Strangely, if a person were to take the place of the microphone in this same room and listen to the same person speak, they would not perceive it at all them same way. This is because our brain has the ability to sort out all these sound waves (called early reflections) bouncing off surfaces and competing with the original sound wave. In fact, our brain is HIGHLY attuned to these delays.. so much so that this is how we are able to determine the direction and distance from which a sound is coming. This is a function of our ear structure as well as having one ear on each side or our head. The little computer microphone doesn’t have these advantages*, so listeners at the other end just get a mash-up of all the sound bouncing around the room with different timings and loudness levels.

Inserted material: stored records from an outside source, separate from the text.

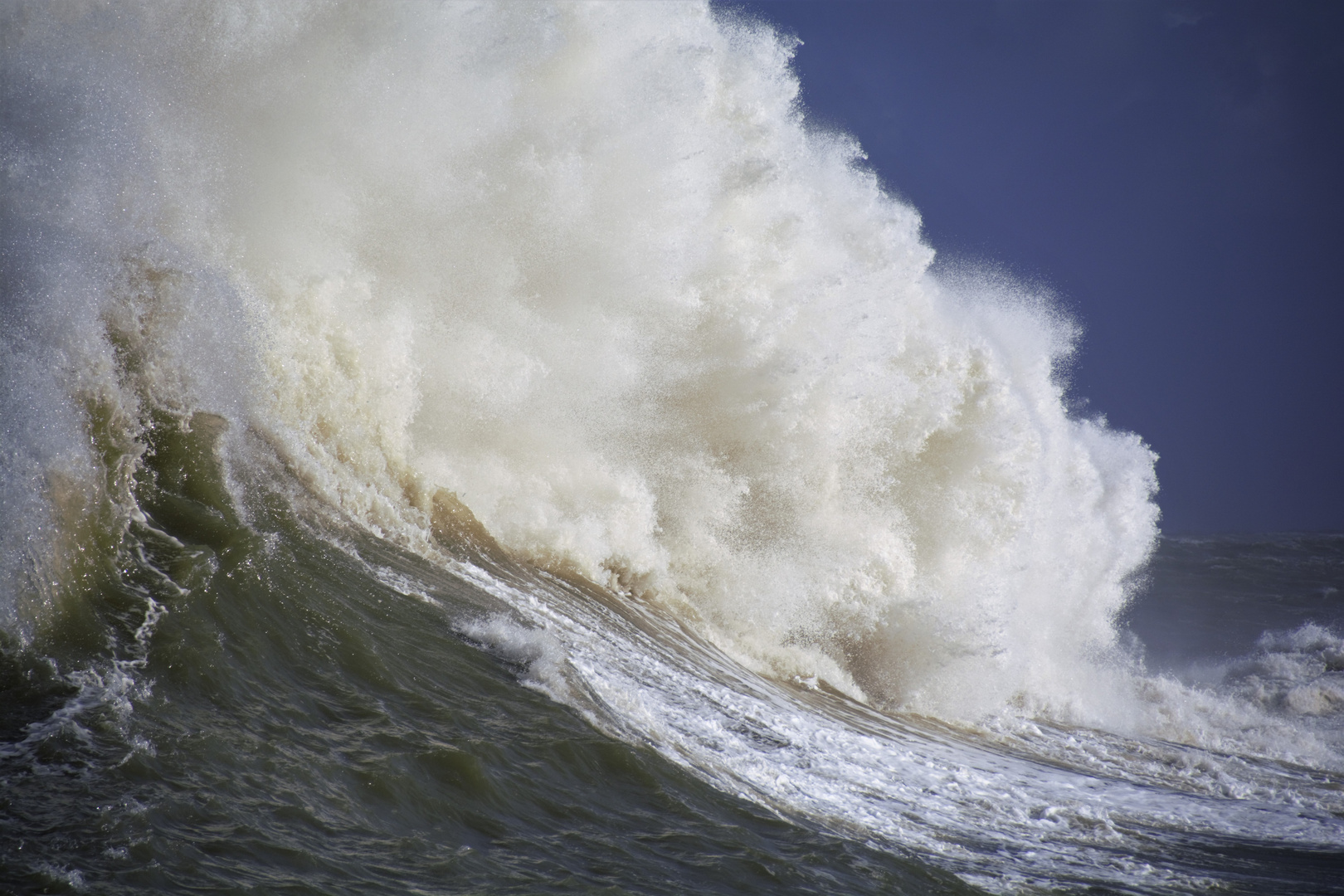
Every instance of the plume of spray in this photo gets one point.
(587, 269)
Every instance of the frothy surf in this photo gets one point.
(581, 288)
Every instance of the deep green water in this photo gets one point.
(295, 726)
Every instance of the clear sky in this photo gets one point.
(1172, 171)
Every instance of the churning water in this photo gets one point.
(504, 448)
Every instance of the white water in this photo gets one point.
(587, 268)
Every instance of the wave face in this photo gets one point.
(636, 381)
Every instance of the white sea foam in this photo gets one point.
(590, 269)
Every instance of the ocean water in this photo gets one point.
(505, 448)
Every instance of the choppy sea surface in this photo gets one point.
(505, 448)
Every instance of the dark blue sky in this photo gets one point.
(1172, 171)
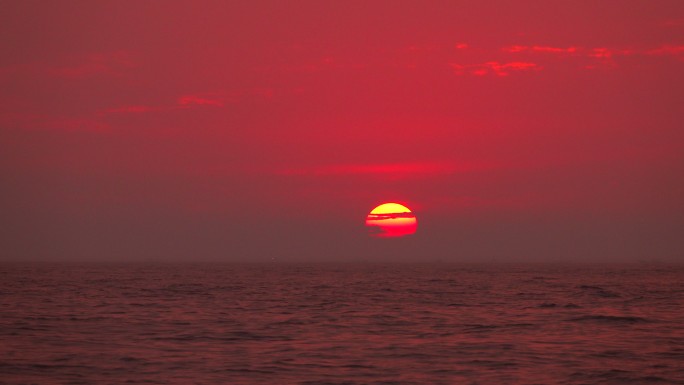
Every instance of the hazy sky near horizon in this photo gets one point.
(260, 130)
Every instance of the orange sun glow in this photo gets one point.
(391, 220)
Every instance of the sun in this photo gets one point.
(391, 220)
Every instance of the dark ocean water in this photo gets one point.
(341, 324)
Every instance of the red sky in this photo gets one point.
(245, 131)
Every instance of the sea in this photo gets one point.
(341, 324)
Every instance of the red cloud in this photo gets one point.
(391, 169)
(111, 63)
(497, 68)
(537, 48)
(189, 100)
(130, 109)
(668, 50)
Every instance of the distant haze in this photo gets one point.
(266, 131)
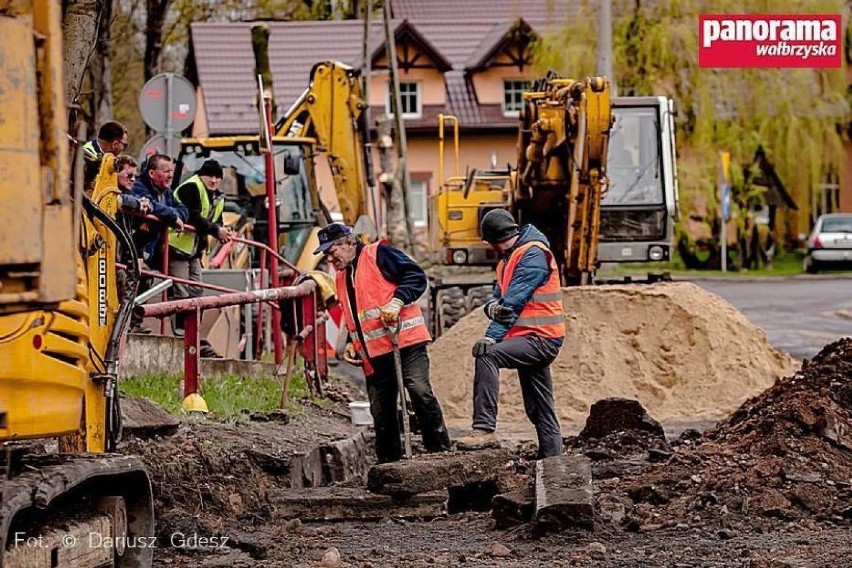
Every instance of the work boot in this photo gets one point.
(478, 440)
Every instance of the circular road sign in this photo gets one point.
(167, 95)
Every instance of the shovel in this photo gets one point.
(397, 361)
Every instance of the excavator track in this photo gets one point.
(81, 510)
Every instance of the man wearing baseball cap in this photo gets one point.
(205, 203)
(378, 286)
(526, 332)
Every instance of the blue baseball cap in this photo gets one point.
(330, 235)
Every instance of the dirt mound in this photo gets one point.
(212, 472)
(685, 353)
(786, 453)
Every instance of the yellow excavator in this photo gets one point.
(632, 210)
(67, 498)
(557, 182)
(326, 118)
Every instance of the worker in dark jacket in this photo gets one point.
(378, 286)
(155, 184)
(527, 330)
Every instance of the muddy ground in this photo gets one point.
(770, 486)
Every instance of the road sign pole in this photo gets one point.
(170, 104)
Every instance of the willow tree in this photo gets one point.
(792, 113)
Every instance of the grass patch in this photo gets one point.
(226, 396)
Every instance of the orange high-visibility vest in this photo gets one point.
(543, 314)
(372, 292)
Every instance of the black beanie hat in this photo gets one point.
(211, 168)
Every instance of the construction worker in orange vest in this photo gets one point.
(526, 331)
(378, 286)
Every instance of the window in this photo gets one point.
(409, 93)
(513, 100)
(417, 202)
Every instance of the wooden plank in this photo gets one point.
(436, 471)
(563, 492)
(342, 503)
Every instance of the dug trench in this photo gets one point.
(768, 485)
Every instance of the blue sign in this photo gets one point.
(726, 202)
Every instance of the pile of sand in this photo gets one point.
(685, 353)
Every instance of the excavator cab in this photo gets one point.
(244, 185)
(640, 208)
(456, 210)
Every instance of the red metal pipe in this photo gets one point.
(259, 335)
(165, 271)
(191, 348)
(236, 299)
(272, 227)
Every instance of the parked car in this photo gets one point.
(830, 243)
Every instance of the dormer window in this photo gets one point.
(409, 93)
(513, 100)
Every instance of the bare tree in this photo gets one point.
(155, 20)
(101, 72)
(80, 27)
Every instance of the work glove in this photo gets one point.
(390, 312)
(480, 348)
(498, 312)
(351, 355)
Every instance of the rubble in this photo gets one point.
(785, 454)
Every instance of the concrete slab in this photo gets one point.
(563, 492)
(436, 471)
(344, 503)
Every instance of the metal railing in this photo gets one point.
(311, 336)
(266, 254)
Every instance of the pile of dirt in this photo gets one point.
(786, 454)
(685, 353)
(211, 472)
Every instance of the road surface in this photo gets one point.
(799, 315)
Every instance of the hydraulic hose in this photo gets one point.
(113, 412)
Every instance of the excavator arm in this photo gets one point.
(330, 111)
(561, 168)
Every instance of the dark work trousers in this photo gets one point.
(186, 268)
(531, 356)
(384, 394)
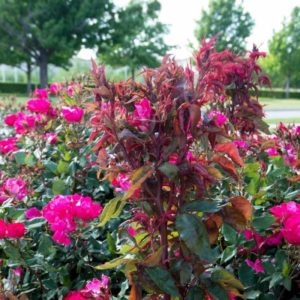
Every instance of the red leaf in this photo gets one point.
(243, 206)
(231, 150)
(227, 165)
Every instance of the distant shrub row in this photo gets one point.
(21, 88)
(279, 93)
(15, 88)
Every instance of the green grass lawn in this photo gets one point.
(278, 104)
(285, 121)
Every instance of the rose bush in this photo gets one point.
(51, 198)
(175, 183)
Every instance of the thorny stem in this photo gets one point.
(162, 228)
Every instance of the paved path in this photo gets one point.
(282, 114)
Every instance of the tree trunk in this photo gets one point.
(28, 75)
(287, 87)
(43, 64)
(132, 73)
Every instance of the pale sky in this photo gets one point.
(181, 16)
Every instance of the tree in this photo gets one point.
(138, 38)
(53, 31)
(285, 47)
(229, 21)
(14, 57)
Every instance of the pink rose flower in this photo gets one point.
(63, 213)
(54, 88)
(291, 230)
(51, 137)
(8, 145)
(272, 152)
(41, 93)
(32, 213)
(285, 210)
(38, 105)
(72, 114)
(142, 115)
(219, 118)
(18, 271)
(75, 295)
(256, 265)
(16, 188)
(15, 230)
(2, 229)
(241, 144)
(131, 231)
(10, 120)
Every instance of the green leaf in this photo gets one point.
(185, 272)
(163, 280)
(169, 170)
(222, 276)
(263, 222)
(30, 160)
(12, 252)
(275, 279)
(62, 167)
(193, 232)
(51, 166)
(195, 293)
(228, 253)
(58, 187)
(112, 210)
(218, 292)
(111, 243)
(20, 157)
(35, 223)
(287, 283)
(46, 246)
(201, 205)
(252, 295)
(116, 262)
(246, 275)
(285, 269)
(230, 235)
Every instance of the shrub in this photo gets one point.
(196, 199)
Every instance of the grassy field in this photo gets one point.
(280, 104)
(270, 104)
(286, 121)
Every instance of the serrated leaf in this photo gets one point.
(58, 187)
(193, 232)
(230, 235)
(62, 167)
(20, 157)
(263, 222)
(137, 178)
(115, 263)
(112, 210)
(51, 166)
(163, 280)
(195, 293)
(169, 170)
(232, 151)
(225, 278)
(242, 205)
(201, 205)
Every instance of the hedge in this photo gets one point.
(14, 88)
(21, 88)
(279, 93)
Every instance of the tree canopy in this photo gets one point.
(53, 31)
(285, 47)
(227, 19)
(138, 37)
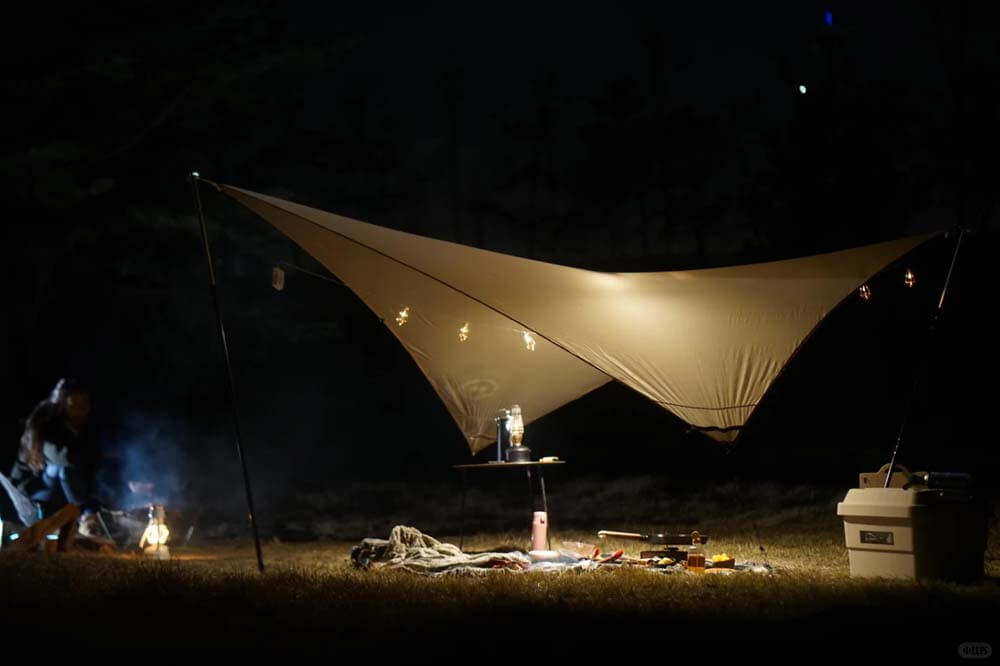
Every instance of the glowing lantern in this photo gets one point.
(517, 451)
(154, 539)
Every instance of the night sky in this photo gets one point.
(605, 137)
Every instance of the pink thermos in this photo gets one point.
(539, 531)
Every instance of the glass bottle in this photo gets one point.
(696, 554)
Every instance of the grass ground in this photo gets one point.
(210, 599)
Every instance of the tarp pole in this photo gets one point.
(916, 382)
(229, 372)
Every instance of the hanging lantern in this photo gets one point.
(278, 279)
(154, 539)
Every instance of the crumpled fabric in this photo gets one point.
(410, 549)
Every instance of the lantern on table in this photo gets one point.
(517, 451)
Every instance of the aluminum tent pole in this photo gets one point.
(195, 178)
(916, 382)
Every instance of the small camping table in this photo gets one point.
(531, 494)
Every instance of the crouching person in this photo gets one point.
(59, 456)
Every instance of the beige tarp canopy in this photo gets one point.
(490, 330)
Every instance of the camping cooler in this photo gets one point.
(914, 533)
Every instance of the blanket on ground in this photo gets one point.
(410, 549)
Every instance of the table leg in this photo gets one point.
(531, 495)
(461, 529)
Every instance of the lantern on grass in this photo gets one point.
(154, 539)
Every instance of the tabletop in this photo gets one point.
(527, 463)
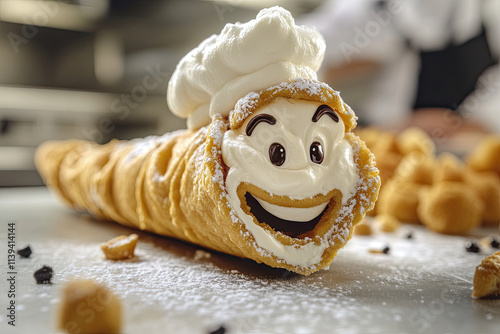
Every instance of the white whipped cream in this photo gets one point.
(245, 57)
(298, 177)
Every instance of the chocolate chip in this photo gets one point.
(472, 247)
(220, 330)
(24, 252)
(43, 275)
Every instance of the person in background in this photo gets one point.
(428, 63)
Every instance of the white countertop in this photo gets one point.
(422, 286)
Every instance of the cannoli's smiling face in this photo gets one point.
(289, 166)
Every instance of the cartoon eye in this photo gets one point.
(277, 154)
(316, 152)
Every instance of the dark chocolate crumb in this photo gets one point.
(24, 252)
(472, 247)
(220, 330)
(43, 275)
(494, 243)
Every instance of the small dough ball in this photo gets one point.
(363, 228)
(486, 156)
(416, 168)
(450, 207)
(487, 277)
(400, 199)
(387, 223)
(88, 307)
(121, 247)
(416, 140)
(449, 168)
(387, 162)
(487, 186)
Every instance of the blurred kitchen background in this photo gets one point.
(98, 69)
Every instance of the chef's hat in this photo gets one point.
(245, 57)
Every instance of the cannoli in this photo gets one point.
(277, 176)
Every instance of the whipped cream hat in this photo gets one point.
(243, 58)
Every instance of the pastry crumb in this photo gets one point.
(121, 247)
(384, 250)
(103, 308)
(200, 254)
(487, 277)
(387, 222)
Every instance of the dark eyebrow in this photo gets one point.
(257, 119)
(325, 110)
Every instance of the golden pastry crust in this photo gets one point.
(175, 187)
(88, 307)
(486, 156)
(487, 277)
(487, 187)
(449, 168)
(450, 208)
(416, 168)
(400, 199)
(299, 90)
(363, 228)
(415, 140)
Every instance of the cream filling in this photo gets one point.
(298, 178)
(292, 214)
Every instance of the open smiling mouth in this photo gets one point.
(294, 218)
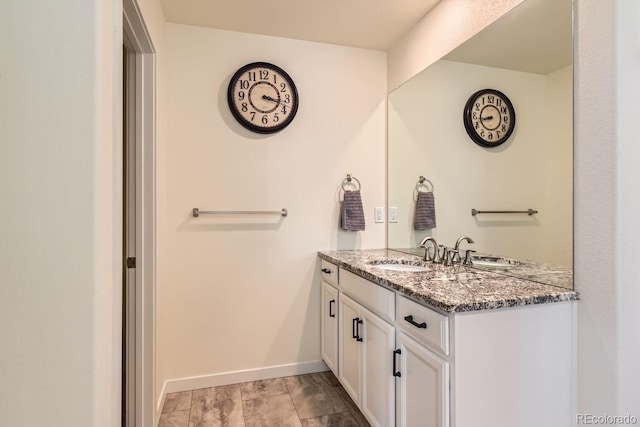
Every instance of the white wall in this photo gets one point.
(606, 182)
(240, 293)
(531, 170)
(444, 28)
(59, 250)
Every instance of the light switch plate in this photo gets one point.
(393, 214)
(378, 215)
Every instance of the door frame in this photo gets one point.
(138, 40)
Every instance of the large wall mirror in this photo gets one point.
(526, 54)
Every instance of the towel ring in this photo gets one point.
(420, 184)
(349, 181)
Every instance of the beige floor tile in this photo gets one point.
(265, 388)
(217, 407)
(343, 419)
(177, 401)
(313, 396)
(270, 412)
(174, 419)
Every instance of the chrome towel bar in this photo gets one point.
(197, 212)
(530, 212)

So why do some Zoom meetings sound worse than others? Well, there could be several contributing factors, but the primary culprit is frequently room size. The smaller the room, the closer the reflective surfaces for sound to careen off of. Sound energy falls off predictably (with some atmospheric variables) over time, because the speed of sound is a constant (again with some atmospheric variables), and decays to roughly half its energy for every doubling of distance. So a larger room, while subject to the same early reflections as the small room, will be much less affected by them since they will have lost much of their energy by the time they travel to a distant wall and bounce back.

Another consideration would be the delayed arrival of the reflected sound. Early reflections arriving at our ear delayed by less than 30 milliseconds (ms) or so are not perceived as a discreet echo, but rather as a tonal shift or even a “thickening” of the original.. Back in my recording engineer days I used this intentionally as a technique applied to main vocals or solo instruments to make them “pop” in a mix. My go-to move was to create two copies of the main track in ProTools (a digital audio workstation), delay one 8ms and one 15ms, pan them hard left/right, and apply a slight pitch shift up/down to each. But that’s another story… back to early reflections. Delays greater than 30-35ms are heard as a second iteration of the original, or an echo. Most small rooms will have at a minimum 6 parallel surface (wall, ceiling, and floor) all close enough to each other so the spoken word bounces back and forth between these parallel planes, and since the distance is short, they contain enough energy to make the trip many times before they dissipate into irrelevance. For each set of parallel planes. No wonder it’s a mess.

To further complicate matters, there are first, second, third, and to some degree forth order reflections to contend with. This refers to the number of surfaces encountered from source to microphone or ear. So far we’ve mostly been talking about the first order variety where angle of incidence equals angle of reflection (now, was that high school trig or middle school science?), but all the other angles come into play as well. Imagine if the room were covered with mirrors. How many ways could shine light on the computer microphone with a laser pointer? Probably more than four, but sound waves dissipate faster than laser light.

So that’s the conundrum. In part II we’ll take a looks at some solutions.

*On an interesting side-note, there have been many advocates in the recording community of what is generally referred to a ‘binaural recording’. This frequently takes shape as a human head constructed from a non-resonant material with two microphone places where human ears would be located.